The strengths of this study were as follows. Firstly, MIMIC-III and MIMIC-IV databases with a large sample size were used in this study, and the clinical diagnosis of all congenital and acquired diseases was based on the unified criteria of ICD-9. Secondly, the differences in CHD characteristics between children and adults were considered for stratified analysis and comparison. In addition, the characteristics of CHD were considered and the comorbidity patterns of CHD with different severity were discussed, providing a more accurate basis for clinical diagnosis, treatment and nursing. Thirdly, the study explored the potential association of diseases from the database through association rule analysis and evaluated the degree of association from three perspectives: support, confidence and lift. Finally, the eclat algorithm was used to analyze association rules in our study, and the vertical database structure is different from the traditional mining algorithm, which improves the efficiency of mining association rules.

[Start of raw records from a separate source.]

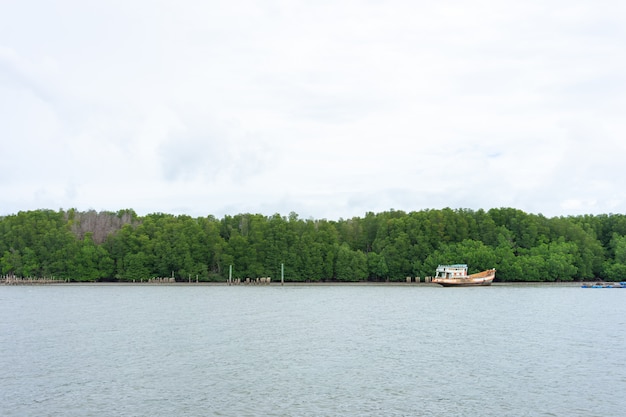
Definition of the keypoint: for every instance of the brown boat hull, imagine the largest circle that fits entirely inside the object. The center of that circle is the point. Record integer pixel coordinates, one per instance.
(475, 280)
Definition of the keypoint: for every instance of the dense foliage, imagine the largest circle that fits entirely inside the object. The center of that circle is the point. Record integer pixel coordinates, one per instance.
(90, 246)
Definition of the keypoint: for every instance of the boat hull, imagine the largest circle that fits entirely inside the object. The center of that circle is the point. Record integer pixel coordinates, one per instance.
(475, 280)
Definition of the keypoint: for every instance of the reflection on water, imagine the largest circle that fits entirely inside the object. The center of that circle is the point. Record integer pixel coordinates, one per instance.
(311, 350)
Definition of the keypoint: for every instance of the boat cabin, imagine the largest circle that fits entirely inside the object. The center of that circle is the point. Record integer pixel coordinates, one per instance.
(451, 271)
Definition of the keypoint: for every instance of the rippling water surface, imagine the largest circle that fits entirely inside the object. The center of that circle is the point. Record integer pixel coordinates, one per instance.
(98, 350)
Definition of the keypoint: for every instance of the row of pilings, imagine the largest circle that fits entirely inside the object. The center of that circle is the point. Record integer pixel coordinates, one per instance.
(13, 280)
(418, 279)
(250, 281)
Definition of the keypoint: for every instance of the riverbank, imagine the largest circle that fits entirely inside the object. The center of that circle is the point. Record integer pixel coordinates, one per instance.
(32, 281)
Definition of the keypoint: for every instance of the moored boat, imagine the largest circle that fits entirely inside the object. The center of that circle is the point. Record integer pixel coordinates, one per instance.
(456, 276)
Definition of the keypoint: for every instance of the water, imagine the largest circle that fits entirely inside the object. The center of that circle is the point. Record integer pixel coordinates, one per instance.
(98, 350)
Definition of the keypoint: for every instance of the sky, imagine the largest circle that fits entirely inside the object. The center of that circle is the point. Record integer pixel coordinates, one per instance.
(329, 109)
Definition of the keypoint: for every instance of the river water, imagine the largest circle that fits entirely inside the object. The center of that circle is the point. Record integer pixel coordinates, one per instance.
(133, 350)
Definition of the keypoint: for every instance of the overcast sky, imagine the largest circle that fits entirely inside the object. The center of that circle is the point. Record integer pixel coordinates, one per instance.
(329, 109)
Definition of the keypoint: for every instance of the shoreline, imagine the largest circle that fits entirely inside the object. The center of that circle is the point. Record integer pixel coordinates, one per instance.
(292, 284)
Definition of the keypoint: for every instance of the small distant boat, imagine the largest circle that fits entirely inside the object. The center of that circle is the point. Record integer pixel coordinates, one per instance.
(456, 276)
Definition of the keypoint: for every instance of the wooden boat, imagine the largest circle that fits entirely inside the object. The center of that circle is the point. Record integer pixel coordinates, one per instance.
(456, 276)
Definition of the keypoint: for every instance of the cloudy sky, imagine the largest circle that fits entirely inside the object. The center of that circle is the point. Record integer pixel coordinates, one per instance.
(329, 109)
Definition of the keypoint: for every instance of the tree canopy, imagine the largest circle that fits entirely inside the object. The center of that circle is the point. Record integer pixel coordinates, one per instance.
(387, 246)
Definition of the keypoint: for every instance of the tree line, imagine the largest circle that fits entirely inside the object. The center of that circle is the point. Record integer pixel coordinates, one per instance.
(386, 246)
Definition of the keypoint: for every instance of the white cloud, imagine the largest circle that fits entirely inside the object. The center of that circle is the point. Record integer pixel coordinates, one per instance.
(326, 109)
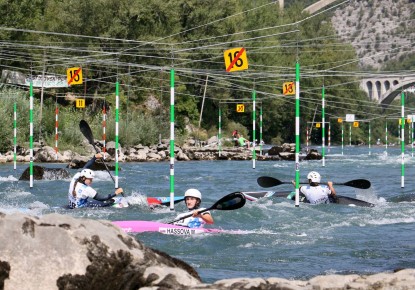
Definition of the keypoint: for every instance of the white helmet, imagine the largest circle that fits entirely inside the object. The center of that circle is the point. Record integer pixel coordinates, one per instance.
(194, 193)
(87, 173)
(314, 176)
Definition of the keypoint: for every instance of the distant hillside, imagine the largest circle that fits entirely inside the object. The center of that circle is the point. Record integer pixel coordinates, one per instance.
(380, 30)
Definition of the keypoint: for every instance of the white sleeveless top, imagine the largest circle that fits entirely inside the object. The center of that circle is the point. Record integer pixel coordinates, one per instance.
(191, 222)
(316, 194)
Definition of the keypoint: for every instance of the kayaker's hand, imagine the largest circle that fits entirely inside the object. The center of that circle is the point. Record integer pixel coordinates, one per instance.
(119, 191)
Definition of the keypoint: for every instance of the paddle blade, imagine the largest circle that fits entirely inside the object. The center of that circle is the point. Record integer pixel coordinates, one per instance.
(358, 183)
(86, 131)
(231, 201)
(266, 181)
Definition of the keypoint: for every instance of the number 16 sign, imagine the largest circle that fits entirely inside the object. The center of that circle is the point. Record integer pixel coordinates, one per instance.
(235, 59)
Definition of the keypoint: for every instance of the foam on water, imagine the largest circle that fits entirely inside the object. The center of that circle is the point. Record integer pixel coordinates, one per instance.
(8, 178)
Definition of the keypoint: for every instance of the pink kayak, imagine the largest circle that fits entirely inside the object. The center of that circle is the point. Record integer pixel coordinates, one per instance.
(168, 229)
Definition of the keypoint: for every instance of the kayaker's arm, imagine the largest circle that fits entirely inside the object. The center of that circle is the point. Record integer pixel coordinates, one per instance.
(101, 197)
(330, 185)
(207, 217)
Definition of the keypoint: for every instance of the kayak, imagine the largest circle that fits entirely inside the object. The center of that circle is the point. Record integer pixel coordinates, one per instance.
(168, 229)
(164, 200)
(338, 199)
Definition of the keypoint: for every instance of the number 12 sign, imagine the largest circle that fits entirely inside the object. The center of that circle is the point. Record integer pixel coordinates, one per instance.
(235, 59)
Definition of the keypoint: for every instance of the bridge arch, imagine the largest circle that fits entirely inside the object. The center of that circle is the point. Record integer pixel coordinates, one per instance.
(395, 91)
(385, 89)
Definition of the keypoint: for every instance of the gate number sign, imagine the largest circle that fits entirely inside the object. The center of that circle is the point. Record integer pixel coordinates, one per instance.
(235, 59)
(80, 103)
(288, 88)
(74, 76)
(240, 108)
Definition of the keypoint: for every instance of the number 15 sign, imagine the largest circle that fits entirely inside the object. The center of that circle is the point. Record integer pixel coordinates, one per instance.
(235, 59)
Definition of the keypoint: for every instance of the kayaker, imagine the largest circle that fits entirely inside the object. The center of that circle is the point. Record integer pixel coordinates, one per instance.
(193, 199)
(316, 193)
(80, 189)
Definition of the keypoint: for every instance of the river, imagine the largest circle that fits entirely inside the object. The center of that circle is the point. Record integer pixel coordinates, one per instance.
(280, 240)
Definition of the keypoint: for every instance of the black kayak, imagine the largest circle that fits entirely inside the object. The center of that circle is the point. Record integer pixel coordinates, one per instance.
(338, 199)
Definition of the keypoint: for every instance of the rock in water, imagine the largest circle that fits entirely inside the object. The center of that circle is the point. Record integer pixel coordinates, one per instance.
(58, 251)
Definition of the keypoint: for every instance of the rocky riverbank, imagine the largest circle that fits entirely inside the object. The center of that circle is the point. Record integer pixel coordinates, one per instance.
(160, 152)
(61, 252)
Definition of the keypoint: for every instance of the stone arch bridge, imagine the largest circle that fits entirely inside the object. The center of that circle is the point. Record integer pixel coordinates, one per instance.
(385, 89)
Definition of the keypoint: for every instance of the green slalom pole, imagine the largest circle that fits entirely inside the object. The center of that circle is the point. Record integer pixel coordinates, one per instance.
(220, 132)
(172, 139)
(31, 135)
(323, 130)
(253, 128)
(297, 134)
(402, 140)
(117, 105)
(14, 135)
(260, 130)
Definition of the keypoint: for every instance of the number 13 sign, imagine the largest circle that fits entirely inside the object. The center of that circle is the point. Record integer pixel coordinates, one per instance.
(240, 108)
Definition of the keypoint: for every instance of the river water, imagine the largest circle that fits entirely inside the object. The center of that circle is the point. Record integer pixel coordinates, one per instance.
(280, 240)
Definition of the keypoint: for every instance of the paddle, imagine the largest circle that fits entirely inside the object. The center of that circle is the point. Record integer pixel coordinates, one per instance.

However, a few limitations were in our study. First, the study population in this study were all identified as ICD-9 patients from the MIMIC database, so the comorbidity of CHD may not represent the general population. Second, this study was retrospective, and there may be omissions or even misclassifications of disease information obtained from medical records. Third, the eclat algorithm may affect the efficiency of the Tidset algorithm due to the huge size and consume a large amount of memory of the system, which has high requirements on hardware devices in practical applications. Fourth, this study was unable to establish a causal relationship between CHD and comorbidities. Other longitudinal studies could be conducted to explore the specific comorbidities of CHD and the possible influencing factors, to reduce the occurrence of frequent diseases.

Conclusion

The prevalence of comorbidities in children with CHD was higher than that in adults with CHD, and the number of comorbidities in adults with CHD was greater than that in children with CHD. For children with CHD, clinicians should pay special attention to the prevention and intervention of perinatal related diseases, and for adult patients with CHD, clinicians should focus on endocrine diseases. Our study provided insights into comorbidity patterns in children and adults with CHD.